El objetivo inicial era claro: encontrar ya al sustituto a largo plazo de Lewandowski. El mercado ha obligado a cambiar de prioridades. No se renuncia a esa idea, pero se aplaza.
Contactos previos y una operación que ha ganado velocidad
El movimiento no nace de la nada. Según el citado medio, los representantes de Gordon ya se habían acercado al Barcelona hace semanas. En aquel momento, la operación se consideró secundaria, sin carácter urgente.

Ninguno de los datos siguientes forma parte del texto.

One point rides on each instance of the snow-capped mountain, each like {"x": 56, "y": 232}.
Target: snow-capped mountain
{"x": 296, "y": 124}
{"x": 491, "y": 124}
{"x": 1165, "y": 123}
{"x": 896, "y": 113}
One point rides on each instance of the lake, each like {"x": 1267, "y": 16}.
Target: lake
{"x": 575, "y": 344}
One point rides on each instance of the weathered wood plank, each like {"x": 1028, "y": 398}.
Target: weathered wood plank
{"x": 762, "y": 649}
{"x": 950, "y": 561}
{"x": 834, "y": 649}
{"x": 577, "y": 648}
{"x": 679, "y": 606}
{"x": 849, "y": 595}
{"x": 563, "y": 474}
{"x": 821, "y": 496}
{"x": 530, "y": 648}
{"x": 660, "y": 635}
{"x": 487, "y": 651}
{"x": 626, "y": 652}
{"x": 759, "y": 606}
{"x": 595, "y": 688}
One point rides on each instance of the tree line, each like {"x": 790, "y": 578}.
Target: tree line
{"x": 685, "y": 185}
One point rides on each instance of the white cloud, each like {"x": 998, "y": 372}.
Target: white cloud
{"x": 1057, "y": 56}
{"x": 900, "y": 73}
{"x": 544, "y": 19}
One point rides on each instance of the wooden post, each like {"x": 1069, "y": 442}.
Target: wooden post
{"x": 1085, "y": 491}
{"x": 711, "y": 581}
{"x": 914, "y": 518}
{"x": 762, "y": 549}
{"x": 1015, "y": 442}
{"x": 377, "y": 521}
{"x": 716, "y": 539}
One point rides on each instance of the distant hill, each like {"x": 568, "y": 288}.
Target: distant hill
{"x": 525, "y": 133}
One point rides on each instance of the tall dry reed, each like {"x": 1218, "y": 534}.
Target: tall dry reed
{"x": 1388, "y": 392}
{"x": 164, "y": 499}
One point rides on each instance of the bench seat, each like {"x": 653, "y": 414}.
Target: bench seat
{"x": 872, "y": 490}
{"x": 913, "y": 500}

El foco seguía puesto en Alvarez y Joao Pedro.
El contexto ha cambiado. Y rápido.
Ahora, en la Ciudad Condal se valora que el fichaje de Gordon por debajo de los 70 millones de euros podría ser una oportunidad interesante, teniendo en cuenta su edad, su margen de crecimiento y su capacidad para adaptarse a varios roles ofensivos. No hay decisión definitiva todavía, pero el escenario es muy distinto al de hace apenas unos días.
El jugador y su entorno también ven claro el panorama: creen que en Barcelona tendría opciones reales de acumular minutos importantes, algo que pesa mucho en su decisión. No se trata solo de dar un salto de club; se trata de dar un salto de rol.
Menos glamour, más lógica
Anthony Gordon no tiene, hoy, el brillo mediático de Julian Alvarez ni el impacto inmediato que se proyectaba con Joao Pedro. No llena portadas de la misma manera. Pero el fútbol moderno se decide muchas veces en este tipo de movimientos: menos estruendosos, más racionales.
En un Barça que camina sobre una delgada línea económica y que necesita reforzarse sin romper su ya delicado equilibrio financiero, un atacante polivalente, en plena madurez competitiva y con hambre de protagonismo puede terminar siendo un fichaje más inteligente que un gran golpe de efecto.
Si el acuerdo termina de cerrarse, la pregunta ya no será si Gordon está a la altura del glamour de otros nombres, sino si el club ha sabido adelantarse al mercado con una apuesta tan pragmática como ambiciosa. Y ahí es donde se juegan, de verdad, las próximas temporadas.